Como você lida com as travas da escrita, como a procrastinação, o medo de não corresponder às expectativas e a ansiedade de trabalhar em projetos longos?
Eu choro hahahaha Sei que é uma resposta besta, mas quando isso acontece eu só choro um pouco. Não sei lidar muito bem com não conseguir escrever, pois é algo que faço desde pequena, em termos de ficção. O desafio de transpor o hábito da escrita ao plano acadêmico é diário. E é difícil mensurar quando estamos lendo mais porque precisamos de mais material e quando estamos só adiando a parte incontornável de transformar toda aquela leitura numa tese. Às vezes sou apanhada num vórtice de obrigações burocráticas do mundo acadêmico e não fico muito à vontade para escrever. Porém, quando vem o prazo bater na porta, eu me vejo obrigada a correr. É uma pressão, e eu tendo a desmontar, mas só depois de entregar algo pronto. Então, no fim, acaba compensando o estresse. É uma coisa linda ver a tese surgindo, ali, diante dos seus olhos, onde antes não havia nada. Tento me ater a isso. Antes não tinha nada, agora são x páginas. Antes tinha x páginas, agora tenho mais duas. Antes faltava a seção sobre isso, agora a escrevi. Pequenas vitórias.

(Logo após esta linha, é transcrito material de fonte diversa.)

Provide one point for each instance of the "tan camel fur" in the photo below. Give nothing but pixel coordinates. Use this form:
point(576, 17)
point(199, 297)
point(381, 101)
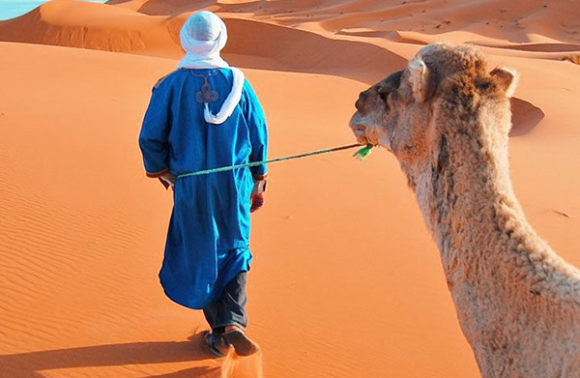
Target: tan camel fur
point(446, 119)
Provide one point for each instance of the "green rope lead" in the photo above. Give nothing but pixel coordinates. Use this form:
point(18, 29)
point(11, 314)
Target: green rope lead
point(361, 154)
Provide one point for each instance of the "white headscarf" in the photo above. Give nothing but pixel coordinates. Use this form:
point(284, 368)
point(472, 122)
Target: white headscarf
point(203, 36)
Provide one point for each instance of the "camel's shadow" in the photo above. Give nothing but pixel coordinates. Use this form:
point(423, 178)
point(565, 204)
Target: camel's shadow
point(25, 365)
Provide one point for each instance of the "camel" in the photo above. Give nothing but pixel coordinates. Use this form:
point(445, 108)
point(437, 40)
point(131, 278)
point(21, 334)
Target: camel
point(446, 119)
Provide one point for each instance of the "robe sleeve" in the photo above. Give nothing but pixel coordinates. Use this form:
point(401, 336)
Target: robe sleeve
point(153, 139)
point(258, 131)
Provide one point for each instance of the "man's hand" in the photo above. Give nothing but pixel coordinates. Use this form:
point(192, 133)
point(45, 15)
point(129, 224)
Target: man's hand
point(257, 202)
point(257, 198)
point(168, 180)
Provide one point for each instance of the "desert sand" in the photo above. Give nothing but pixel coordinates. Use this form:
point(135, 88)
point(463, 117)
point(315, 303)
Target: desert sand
point(346, 281)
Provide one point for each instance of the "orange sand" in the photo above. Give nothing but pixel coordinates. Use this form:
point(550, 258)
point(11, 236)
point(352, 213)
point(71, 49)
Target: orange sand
point(346, 281)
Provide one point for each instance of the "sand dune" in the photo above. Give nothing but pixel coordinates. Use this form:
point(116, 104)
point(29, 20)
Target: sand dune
point(346, 282)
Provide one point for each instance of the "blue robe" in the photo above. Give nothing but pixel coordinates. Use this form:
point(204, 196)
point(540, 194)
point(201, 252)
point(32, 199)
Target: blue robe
point(208, 238)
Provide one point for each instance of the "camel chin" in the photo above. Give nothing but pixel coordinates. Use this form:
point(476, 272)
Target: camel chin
point(364, 130)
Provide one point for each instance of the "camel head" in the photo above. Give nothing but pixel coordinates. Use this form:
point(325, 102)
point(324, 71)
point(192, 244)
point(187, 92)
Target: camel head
point(400, 112)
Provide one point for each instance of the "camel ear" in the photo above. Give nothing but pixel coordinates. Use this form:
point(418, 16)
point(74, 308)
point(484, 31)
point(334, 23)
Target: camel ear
point(420, 77)
point(507, 79)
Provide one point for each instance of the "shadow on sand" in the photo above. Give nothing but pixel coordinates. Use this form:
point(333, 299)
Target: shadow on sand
point(31, 365)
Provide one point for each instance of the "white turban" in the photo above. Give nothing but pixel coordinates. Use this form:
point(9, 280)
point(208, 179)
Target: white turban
point(203, 36)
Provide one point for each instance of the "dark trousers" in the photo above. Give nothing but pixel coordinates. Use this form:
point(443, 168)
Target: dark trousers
point(230, 309)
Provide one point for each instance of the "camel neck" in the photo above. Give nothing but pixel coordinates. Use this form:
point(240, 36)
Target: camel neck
point(468, 201)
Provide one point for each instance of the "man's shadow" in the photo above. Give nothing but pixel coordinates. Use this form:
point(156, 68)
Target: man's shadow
point(30, 365)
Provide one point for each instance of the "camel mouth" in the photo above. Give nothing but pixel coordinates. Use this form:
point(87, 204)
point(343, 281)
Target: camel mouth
point(359, 127)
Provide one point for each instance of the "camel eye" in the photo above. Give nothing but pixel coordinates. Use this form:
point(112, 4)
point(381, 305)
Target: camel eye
point(383, 96)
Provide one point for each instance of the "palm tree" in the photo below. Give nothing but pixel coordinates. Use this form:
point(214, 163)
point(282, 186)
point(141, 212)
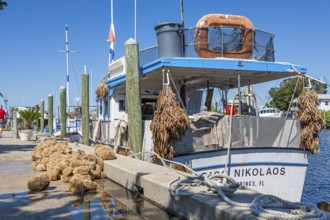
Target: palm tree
point(30, 115)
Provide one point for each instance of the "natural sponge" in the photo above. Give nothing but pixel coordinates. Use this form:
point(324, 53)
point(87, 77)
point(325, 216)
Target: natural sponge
point(38, 183)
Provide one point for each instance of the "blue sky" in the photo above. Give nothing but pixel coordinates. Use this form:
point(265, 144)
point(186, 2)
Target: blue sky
point(32, 31)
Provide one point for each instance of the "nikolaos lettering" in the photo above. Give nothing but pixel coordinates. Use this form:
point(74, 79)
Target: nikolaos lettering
point(270, 171)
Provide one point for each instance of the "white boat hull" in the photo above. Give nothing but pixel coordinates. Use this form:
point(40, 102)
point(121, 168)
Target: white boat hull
point(277, 171)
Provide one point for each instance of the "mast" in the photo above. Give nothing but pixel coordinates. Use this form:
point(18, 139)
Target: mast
point(67, 51)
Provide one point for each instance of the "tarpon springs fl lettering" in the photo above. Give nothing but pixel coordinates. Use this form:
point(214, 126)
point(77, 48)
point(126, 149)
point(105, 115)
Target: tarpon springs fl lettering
point(259, 172)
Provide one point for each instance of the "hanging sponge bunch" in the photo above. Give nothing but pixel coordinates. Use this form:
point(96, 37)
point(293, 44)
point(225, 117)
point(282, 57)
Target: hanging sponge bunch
point(310, 119)
point(169, 123)
point(58, 162)
point(102, 90)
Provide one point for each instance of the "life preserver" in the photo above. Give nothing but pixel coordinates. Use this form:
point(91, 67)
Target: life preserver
point(201, 35)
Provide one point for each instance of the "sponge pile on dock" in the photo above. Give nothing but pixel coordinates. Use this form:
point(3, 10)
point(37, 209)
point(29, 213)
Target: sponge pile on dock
point(58, 162)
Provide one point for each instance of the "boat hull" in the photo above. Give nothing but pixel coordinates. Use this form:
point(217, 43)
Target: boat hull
point(277, 171)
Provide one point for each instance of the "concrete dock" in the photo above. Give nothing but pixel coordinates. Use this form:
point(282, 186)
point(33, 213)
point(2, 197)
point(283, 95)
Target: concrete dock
point(56, 202)
point(151, 180)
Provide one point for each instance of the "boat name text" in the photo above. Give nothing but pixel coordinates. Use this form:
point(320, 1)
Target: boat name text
point(270, 171)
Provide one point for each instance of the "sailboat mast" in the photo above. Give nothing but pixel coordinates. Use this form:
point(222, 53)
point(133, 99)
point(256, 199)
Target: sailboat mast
point(67, 51)
point(67, 66)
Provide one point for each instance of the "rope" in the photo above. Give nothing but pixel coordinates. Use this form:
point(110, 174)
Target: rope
point(225, 187)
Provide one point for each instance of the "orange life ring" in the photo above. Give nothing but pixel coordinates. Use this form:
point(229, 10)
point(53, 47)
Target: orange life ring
point(201, 35)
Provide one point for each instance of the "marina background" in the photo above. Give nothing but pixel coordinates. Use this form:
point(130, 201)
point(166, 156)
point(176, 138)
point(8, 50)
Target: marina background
point(32, 31)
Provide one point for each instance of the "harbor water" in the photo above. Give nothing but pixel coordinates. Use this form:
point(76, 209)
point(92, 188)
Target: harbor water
point(317, 183)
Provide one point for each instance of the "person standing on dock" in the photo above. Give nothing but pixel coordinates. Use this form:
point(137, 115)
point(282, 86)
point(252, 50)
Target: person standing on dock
point(2, 120)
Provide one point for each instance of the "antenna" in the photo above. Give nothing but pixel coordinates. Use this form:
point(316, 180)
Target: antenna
point(67, 51)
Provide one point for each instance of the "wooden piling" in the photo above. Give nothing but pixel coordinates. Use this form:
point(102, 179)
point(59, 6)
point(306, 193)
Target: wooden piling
point(50, 115)
point(63, 111)
point(85, 108)
point(36, 122)
point(133, 97)
point(42, 112)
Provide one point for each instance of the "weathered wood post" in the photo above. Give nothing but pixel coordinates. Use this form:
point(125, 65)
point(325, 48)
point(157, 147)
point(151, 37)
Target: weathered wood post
point(63, 111)
point(36, 122)
point(42, 119)
point(85, 107)
point(15, 130)
point(133, 95)
point(50, 115)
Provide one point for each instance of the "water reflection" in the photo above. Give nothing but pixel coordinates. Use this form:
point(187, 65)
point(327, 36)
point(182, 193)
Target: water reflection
point(114, 202)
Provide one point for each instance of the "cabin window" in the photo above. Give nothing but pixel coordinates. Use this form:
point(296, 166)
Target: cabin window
point(227, 39)
point(122, 105)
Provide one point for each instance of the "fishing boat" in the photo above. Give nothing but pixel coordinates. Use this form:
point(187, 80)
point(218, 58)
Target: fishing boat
point(222, 54)
point(270, 113)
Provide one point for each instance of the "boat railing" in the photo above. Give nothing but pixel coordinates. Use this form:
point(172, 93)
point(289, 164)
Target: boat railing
point(220, 40)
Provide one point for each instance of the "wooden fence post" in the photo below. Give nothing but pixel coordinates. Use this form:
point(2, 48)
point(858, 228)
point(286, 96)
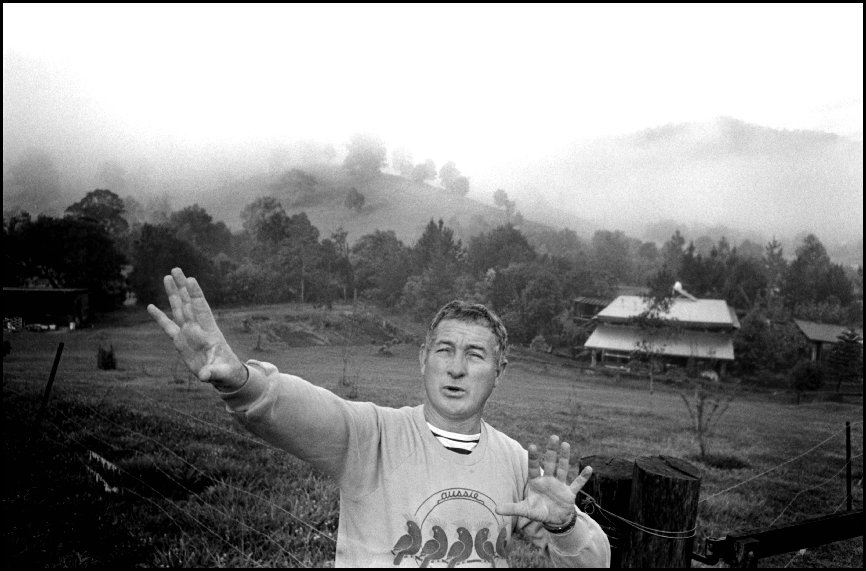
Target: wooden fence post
point(45, 395)
point(610, 486)
point(664, 500)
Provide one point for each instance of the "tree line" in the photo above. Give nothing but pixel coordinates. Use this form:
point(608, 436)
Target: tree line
point(529, 277)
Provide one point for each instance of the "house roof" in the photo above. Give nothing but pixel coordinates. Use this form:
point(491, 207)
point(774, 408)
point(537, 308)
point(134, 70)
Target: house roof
point(822, 332)
point(677, 343)
point(705, 313)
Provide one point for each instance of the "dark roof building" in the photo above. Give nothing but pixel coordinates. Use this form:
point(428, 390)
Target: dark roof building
point(822, 336)
point(699, 329)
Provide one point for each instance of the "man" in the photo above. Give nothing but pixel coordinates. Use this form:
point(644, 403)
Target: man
point(431, 484)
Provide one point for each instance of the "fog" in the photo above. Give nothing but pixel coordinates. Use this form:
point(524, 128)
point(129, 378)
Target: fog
point(644, 130)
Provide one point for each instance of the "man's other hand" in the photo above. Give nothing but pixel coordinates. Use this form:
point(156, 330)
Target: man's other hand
point(195, 334)
point(549, 499)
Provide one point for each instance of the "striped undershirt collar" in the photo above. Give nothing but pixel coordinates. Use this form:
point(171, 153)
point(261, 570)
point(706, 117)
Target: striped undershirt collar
point(459, 443)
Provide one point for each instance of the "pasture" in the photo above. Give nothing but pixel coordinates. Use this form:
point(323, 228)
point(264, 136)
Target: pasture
point(141, 466)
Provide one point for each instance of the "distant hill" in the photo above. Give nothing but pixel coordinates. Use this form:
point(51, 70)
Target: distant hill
point(755, 180)
point(391, 203)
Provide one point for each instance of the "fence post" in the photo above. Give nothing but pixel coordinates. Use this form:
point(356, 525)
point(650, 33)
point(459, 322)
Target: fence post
point(848, 497)
point(664, 498)
point(610, 486)
point(50, 383)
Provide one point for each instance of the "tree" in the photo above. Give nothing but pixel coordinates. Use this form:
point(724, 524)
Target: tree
point(461, 186)
point(706, 405)
point(611, 253)
point(381, 265)
point(498, 248)
point(194, 225)
point(846, 359)
point(103, 207)
point(401, 161)
point(424, 171)
point(265, 221)
point(448, 174)
point(64, 252)
point(672, 253)
point(500, 199)
point(366, 155)
point(155, 252)
point(354, 200)
point(812, 277)
point(763, 344)
point(806, 376)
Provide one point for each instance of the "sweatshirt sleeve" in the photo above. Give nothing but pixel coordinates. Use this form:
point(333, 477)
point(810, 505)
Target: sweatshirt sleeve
point(307, 421)
point(585, 545)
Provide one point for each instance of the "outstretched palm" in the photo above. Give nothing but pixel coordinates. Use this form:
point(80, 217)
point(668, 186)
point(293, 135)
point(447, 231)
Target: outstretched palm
point(548, 498)
point(195, 333)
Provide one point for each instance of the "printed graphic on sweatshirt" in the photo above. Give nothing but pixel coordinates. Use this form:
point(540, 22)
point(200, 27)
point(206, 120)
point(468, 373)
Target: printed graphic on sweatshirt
point(453, 527)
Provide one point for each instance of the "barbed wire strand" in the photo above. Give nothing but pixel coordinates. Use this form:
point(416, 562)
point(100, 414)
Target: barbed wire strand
point(815, 487)
point(184, 487)
point(247, 492)
point(666, 534)
point(202, 421)
point(157, 492)
point(765, 472)
point(298, 519)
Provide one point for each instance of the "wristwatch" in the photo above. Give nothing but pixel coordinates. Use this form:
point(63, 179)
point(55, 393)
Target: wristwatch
point(564, 528)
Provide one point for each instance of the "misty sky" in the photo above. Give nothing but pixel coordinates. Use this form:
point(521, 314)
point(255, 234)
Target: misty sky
point(175, 86)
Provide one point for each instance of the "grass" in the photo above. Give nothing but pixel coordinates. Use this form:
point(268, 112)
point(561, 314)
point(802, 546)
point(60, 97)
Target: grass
point(193, 489)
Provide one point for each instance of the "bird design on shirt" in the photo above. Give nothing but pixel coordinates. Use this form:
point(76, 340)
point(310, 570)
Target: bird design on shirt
point(408, 544)
point(461, 549)
point(435, 548)
point(502, 547)
point(484, 548)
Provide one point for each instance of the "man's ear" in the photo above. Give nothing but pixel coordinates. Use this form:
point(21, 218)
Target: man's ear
point(499, 373)
point(422, 354)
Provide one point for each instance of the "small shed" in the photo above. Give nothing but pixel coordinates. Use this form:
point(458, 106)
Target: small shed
point(822, 336)
point(45, 305)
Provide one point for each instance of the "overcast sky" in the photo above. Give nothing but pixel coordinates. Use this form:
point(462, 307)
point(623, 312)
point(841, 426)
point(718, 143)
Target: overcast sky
point(478, 84)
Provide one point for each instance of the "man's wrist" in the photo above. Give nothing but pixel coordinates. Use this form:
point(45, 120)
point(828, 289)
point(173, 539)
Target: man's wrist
point(565, 528)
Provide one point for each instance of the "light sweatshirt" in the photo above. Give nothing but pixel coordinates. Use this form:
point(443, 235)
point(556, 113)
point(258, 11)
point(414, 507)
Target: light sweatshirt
point(405, 500)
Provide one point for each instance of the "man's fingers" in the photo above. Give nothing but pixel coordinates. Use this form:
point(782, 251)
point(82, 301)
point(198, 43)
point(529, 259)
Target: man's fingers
point(200, 306)
point(581, 480)
point(169, 326)
point(173, 298)
point(534, 462)
point(550, 455)
point(564, 462)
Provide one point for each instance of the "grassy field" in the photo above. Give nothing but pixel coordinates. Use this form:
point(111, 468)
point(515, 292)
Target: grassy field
point(141, 466)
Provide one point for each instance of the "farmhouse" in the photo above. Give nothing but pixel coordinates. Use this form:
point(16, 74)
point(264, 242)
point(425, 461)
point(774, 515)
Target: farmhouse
point(821, 336)
point(694, 332)
point(44, 305)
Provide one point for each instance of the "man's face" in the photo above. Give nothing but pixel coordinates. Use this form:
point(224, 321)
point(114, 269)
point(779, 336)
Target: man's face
point(460, 370)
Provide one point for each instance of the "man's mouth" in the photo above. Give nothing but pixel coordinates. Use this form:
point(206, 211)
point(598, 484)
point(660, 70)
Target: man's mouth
point(452, 390)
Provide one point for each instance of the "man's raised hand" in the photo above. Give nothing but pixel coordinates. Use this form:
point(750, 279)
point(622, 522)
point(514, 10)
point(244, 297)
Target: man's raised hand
point(549, 499)
point(196, 335)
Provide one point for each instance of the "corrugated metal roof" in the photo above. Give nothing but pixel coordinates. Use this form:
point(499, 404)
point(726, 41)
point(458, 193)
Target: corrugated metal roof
point(713, 313)
point(677, 343)
point(822, 332)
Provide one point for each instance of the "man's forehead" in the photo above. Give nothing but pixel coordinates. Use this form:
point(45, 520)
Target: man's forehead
point(472, 332)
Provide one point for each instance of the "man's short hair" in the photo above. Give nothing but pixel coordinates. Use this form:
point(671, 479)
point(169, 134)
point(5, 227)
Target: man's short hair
point(473, 313)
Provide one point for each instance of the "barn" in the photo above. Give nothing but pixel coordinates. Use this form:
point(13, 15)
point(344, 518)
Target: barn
point(24, 306)
point(692, 332)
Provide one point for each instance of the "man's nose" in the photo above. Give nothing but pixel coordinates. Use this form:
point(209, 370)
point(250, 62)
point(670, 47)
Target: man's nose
point(457, 366)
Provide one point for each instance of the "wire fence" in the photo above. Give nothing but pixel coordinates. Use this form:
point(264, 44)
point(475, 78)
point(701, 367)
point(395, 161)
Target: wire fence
point(178, 514)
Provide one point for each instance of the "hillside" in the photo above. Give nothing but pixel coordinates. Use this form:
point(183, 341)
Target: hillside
point(391, 203)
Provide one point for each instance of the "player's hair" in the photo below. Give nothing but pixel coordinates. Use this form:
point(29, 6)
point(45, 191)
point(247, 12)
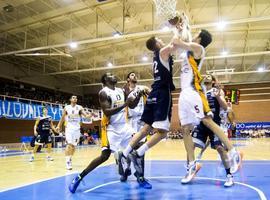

Quantas vezes você revisa seus textos antes de sentir que eles estão prontos? Você mostra seus trabalhos para outras pessoas antes de publicá-los?
Eu reviso muitas vezes. Mostro a outras pessoas, sim. No caso de artigos acadêmicos, posts de blog, artigos de jornal, meu marido lê antes de eu enviar ao editor/ revisor. No caso de seções da tese, ele também as lê antes de eu enviar à minha orientadora. Tanto quanto eu leio os escritos dele. Com dois acadêmicos em casa é fácil ter essa troca. Temos interesses parecidos, mas não pesquisamos as mesmas coisas, então acaba havendo um enriquecimento mútuo nesse cumplicidade. Textos ficcionais eu envio a alguns leitores beta, dos quais meu marido também faz parte. Cada um observa um tipo de coisa diferente, então acabo tendo feedbacks muito interessantes.
Como é sua relação com a tecnologia? Você escreve seus primeiros rascunhos à mão ou no computador?
Escrevo à mão. O pensamento é muito mais rápido do que a escrita, assim, e isso me dá tempo de refletir melhor sobre o que estou pondo no papel. E quando vou digitar, já faço uma edição. Desse modo, o texto sai bastante final, precisando de poucos ajustes. Até escrevi uma pequena crônica sobre isso (disponível aqui).
De onde vêm suas ideias? Há um conjunto de hábitos que você cultiva para se manter criativa?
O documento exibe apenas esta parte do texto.